Gerade im Krieg ist sexualisierte Gewalt gegenüber Frauen tagtägliches Geschehen: Vergewaltigungen werden als psychologische Kriegswaffe und Kriegsstrategie eingesetzt, die sich über Generationen traumatisch auf die Frauen sowie die Gesellschaft auswirken. Sind Frauen auf der Flucht, sind sie auch hier ohne jeglichen Schutz und ihnen drohen weiterhin sexualisierte Gewalt, Netzwerke der Ausbeutung oder des Menschenhandels.

Steigende Energiepreise und hohe Lebenshaltungskosten lässt viele Menschen mit Existenzängsten und Verzweiflung auf den Winter blicken. Besonders Frauen in heterosexuellen Beziehungen werden aufgrund finanzieller Abhängigkeiten in klassischen Familienkonstrukten festgehalten und sind die Leidtragenden von gesellschaftlichem Druck.

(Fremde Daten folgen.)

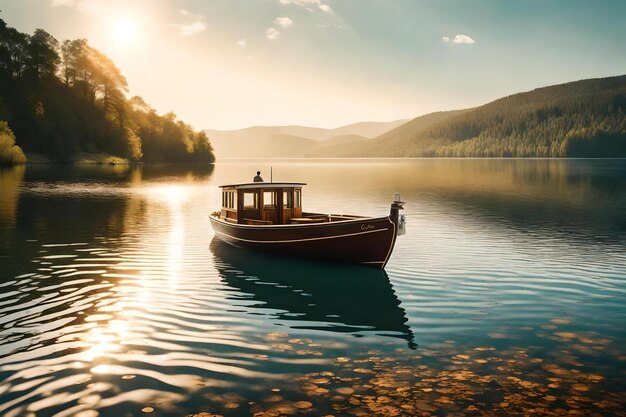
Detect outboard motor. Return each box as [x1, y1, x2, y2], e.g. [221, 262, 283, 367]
[389, 193, 406, 235]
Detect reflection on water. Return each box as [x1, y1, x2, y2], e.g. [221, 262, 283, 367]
[211, 238, 416, 349]
[0, 160, 626, 417]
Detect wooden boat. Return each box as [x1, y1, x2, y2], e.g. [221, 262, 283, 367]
[209, 182, 404, 269]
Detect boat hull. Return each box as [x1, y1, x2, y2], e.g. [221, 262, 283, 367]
[209, 216, 397, 269]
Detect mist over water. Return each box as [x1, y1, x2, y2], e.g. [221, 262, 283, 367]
[0, 159, 626, 417]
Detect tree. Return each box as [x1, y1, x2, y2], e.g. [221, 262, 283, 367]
[26, 29, 61, 78]
[0, 120, 26, 165]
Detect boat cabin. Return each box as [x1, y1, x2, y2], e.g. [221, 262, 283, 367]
[220, 182, 306, 225]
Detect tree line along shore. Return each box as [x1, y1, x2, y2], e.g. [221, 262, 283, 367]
[0, 19, 215, 165]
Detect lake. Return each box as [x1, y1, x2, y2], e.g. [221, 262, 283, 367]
[0, 159, 626, 417]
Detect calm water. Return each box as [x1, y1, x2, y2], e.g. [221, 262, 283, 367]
[0, 160, 626, 417]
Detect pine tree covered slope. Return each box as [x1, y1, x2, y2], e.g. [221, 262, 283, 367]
[372, 76, 626, 157]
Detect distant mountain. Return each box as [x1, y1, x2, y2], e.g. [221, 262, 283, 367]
[205, 120, 406, 158]
[352, 76, 626, 157]
[306, 110, 468, 158]
[207, 75, 626, 157]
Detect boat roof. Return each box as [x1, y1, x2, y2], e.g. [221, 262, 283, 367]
[220, 182, 306, 189]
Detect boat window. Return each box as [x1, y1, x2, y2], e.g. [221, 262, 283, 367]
[263, 191, 278, 208]
[222, 191, 236, 209]
[243, 192, 259, 209]
[295, 190, 302, 207]
[283, 190, 293, 208]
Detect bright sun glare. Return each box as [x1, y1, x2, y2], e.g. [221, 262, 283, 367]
[110, 16, 140, 48]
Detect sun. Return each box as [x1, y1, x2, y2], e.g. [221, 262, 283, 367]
[109, 16, 141, 49]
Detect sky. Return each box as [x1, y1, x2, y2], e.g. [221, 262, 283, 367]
[0, 0, 626, 129]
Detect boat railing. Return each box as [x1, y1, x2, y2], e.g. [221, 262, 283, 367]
[243, 218, 274, 225]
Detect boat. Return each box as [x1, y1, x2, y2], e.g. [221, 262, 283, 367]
[209, 182, 405, 269]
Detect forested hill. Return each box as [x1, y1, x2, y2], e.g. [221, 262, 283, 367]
[0, 19, 214, 164]
[352, 76, 626, 158]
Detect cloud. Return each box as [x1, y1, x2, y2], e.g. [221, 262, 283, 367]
[170, 20, 207, 36]
[265, 28, 280, 41]
[280, 0, 322, 6]
[441, 35, 476, 45]
[280, 0, 333, 13]
[51, 0, 105, 16]
[317, 4, 333, 13]
[169, 9, 208, 36]
[274, 16, 293, 28]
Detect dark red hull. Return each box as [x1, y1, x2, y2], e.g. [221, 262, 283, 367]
[209, 216, 397, 269]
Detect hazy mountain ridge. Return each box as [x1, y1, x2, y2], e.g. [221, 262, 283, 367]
[207, 76, 626, 157]
[205, 119, 406, 158]
[372, 76, 626, 157]
[307, 110, 469, 158]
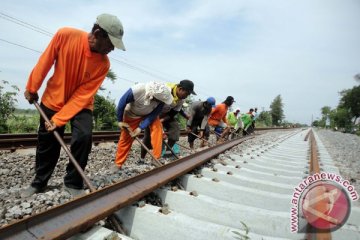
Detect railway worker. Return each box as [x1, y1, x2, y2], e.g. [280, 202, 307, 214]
[186, 97, 216, 149]
[115, 82, 173, 169]
[21, 14, 125, 197]
[241, 108, 254, 135]
[141, 79, 196, 159]
[251, 107, 259, 133]
[227, 108, 242, 138]
[205, 96, 235, 143]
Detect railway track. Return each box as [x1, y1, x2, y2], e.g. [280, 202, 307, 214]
[0, 128, 284, 151]
[0, 130, 360, 239]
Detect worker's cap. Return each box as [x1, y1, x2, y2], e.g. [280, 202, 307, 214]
[206, 97, 216, 107]
[96, 13, 125, 51]
[178, 79, 196, 95]
[144, 82, 174, 105]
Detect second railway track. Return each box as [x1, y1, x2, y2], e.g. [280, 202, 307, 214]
[0, 130, 360, 239]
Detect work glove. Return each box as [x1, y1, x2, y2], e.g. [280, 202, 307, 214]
[119, 122, 130, 128]
[186, 126, 191, 133]
[199, 131, 204, 138]
[45, 120, 56, 132]
[162, 132, 167, 140]
[24, 90, 39, 104]
[130, 128, 141, 138]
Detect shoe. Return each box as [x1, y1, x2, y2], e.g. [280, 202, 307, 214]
[110, 164, 121, 174]
[64, 185, 86, 197]
[20, 186, 45, 198]
[137, 158, 145, 164]
[163, 150, 173, 158]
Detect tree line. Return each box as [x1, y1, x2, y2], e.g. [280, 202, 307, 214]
[0, 69, 294, 133]
[312, 77, 360, 135]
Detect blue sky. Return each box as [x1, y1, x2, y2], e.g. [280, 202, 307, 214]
[0, 0, 360, 124]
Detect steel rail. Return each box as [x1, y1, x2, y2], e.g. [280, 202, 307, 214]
[305, 129, 332, 240]
[0, 136, 253, 240]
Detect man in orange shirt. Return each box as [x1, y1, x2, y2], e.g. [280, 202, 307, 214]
[205, 96, 235, 142]
[21, 14, 125, 197]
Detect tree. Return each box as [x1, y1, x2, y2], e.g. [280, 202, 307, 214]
[331, 108, 351, 131]
[93, 94, 116, 130]
[0, 80, 20, 133]
[270, 95, 285, 126]
[93, 69, 117, 130]
[339, 86, 360, 124]
[321, 106, 331, 127]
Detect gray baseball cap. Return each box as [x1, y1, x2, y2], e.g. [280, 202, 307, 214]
[96, 13, 125, 51]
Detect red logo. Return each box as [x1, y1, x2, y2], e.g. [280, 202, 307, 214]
[302, 182, 350, 231]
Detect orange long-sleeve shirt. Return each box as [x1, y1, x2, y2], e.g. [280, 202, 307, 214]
[208, 103, 228, 126]
[26, 28, 110, 127]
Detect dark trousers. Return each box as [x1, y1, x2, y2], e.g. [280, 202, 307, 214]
[31, 104, 92, 189]
[141, 118, 180, 158]
[188, 119, 202, 143]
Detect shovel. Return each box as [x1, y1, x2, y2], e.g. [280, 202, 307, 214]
[34, 101, 124, 232]
[125, 127, 162, 167]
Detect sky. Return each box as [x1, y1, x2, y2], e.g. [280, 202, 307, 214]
[0, 0, 360, 124]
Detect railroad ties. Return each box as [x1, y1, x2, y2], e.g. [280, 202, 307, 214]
[110, 131, 360, 240]
[0, 129, 360, 240]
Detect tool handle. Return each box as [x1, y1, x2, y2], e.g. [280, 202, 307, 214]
[34, 101, 96, 192]
[125, 127, 162, 167]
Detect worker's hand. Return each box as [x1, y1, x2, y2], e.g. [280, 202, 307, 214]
[163, 132, 167, 140]
[24, 90, 39, 104]
[186, 127, 191, 133]
[199, 131, 204, 138]
[45, 120, 56, 132]
[119, 122, 130, 128]
[130, 128, 141, 137]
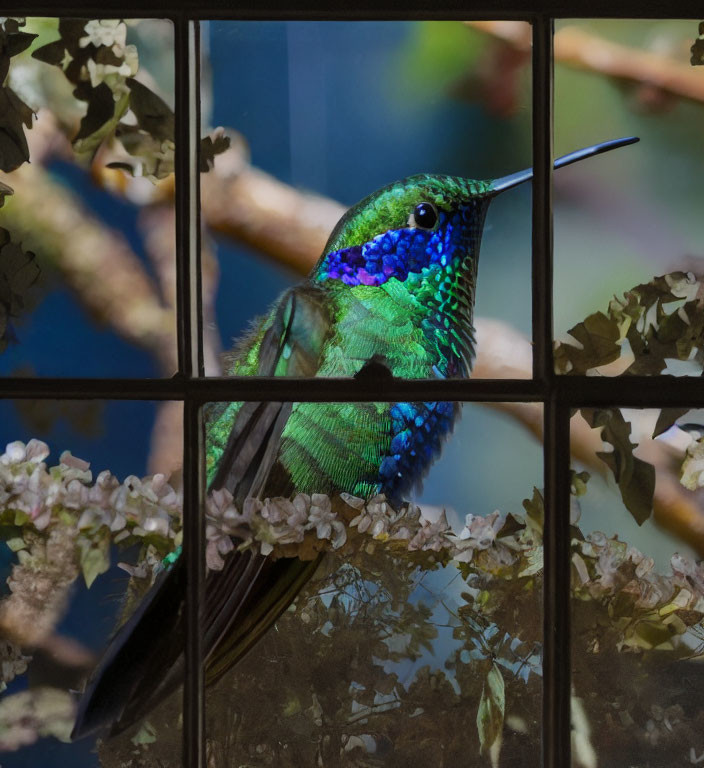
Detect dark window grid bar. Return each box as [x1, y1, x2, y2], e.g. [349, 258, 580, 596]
[532, 16, 571, 768]
[542, 396, 572, 768]
[0, 376, 704, 408]
[174, 15, 205, 768]
[3, 0, 697, 21]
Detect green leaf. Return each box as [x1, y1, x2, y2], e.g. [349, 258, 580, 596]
[200, 134, 230, 173]
[581, 408, 655, 525]
[653, 408, 689, 438]
[0, 88, 34, 173]
[555, 312, 621, 375]
[127, 77, 175, 141]
[0, 181, 15, 208]
[477, 663, 506, 754]
[523, 488, 545, 534]
[78, 530, 110, 589]
[73, 88, 130, 155]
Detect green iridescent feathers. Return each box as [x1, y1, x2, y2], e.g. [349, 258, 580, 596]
[323, 173, 492, 255]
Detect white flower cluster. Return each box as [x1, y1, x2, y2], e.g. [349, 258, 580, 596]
[0, 639, 31, 691]
[572, 532, 704, 648]
[78, 19, 139, 101]
[0, 440, 182, 546]
[205, 489, 347, 570]
[680, 438, 704, 491]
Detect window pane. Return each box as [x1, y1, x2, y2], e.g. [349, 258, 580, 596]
[192, 403, 542, 766]
[201, 21, 531, 378]
[0, 18, 176, 377]
[554, 19, 704, 375]
[0, 400, 182, 768]
[571, 409, 704, 768]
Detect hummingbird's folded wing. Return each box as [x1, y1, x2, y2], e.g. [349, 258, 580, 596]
[72, 284, 330, 739]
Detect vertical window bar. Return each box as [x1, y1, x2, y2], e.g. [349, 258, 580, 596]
[175, 14, 205, 768]
[543, 391, 571, 768]
[183, 399, 206, 768]
[533, 16, 571, 768]
[532, 16, 553, 382]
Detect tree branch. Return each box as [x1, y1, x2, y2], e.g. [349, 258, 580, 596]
[465, 21, 704, 103]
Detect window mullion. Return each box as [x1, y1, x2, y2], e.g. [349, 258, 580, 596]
[175, 14, 205, 768]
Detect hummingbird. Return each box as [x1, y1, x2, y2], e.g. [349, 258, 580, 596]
[72, 137, 638, 739]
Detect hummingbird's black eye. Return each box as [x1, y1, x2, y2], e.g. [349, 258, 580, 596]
[412, 203, 438, 229]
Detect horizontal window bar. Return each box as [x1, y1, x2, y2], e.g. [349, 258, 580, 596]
[3, 0, 697, 21]
[0, 376, 704, 408]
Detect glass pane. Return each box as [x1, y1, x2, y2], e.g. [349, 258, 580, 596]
[554, 19, 704, 375]
[0, 400, 182, 768]
[0, 18, 176, 377]
[571, 409, 704, 768]
[194, 403, 542, 768]
[201, 21, 531, 378]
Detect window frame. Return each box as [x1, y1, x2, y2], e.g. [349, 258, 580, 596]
[0, 7, 704, 768]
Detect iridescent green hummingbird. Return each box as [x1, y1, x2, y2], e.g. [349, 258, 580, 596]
[73, 137, 638, 738]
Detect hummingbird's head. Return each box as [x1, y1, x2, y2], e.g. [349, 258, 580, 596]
[312, 137, 638, 287]
[313, 174, 492, 286]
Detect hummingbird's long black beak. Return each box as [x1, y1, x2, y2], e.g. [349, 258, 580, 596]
[488, 136, 640, 197]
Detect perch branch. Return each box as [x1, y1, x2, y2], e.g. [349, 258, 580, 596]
[465, 21, 704, 103]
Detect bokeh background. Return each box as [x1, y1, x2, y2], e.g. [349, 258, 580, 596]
[0, 20, 704, 768]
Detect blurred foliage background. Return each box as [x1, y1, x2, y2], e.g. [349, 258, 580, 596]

Wie wir bereits zur krisenhaften Zeit der Coronapandemie erkennen konnten, waren Frauen hier massiv durch häusliche Gewalt gefährdet. Statistiken unterstreichen in dieser Zeit einen Anstieg von häuslicher Gewalt, wovon mehr als 80% der Frauen betroffen sind. Ein Anstieg von insgesamt 5%, der sich trotz schwerer Erreichbarkeit der Hilfsangebote und häuslicher Isolation aufgrund der Maßnahmen abzeichnete. Der bevorstehende Winter einhergehend mit Teuerungen, Energiekrise und den daraus folgenden spürbaren Konsequenzen für jede Einzelne von uns, wird nicht gerade dazu führen, dass mit entspannteren Wohnzimmeratmosphären zu rechnen ist.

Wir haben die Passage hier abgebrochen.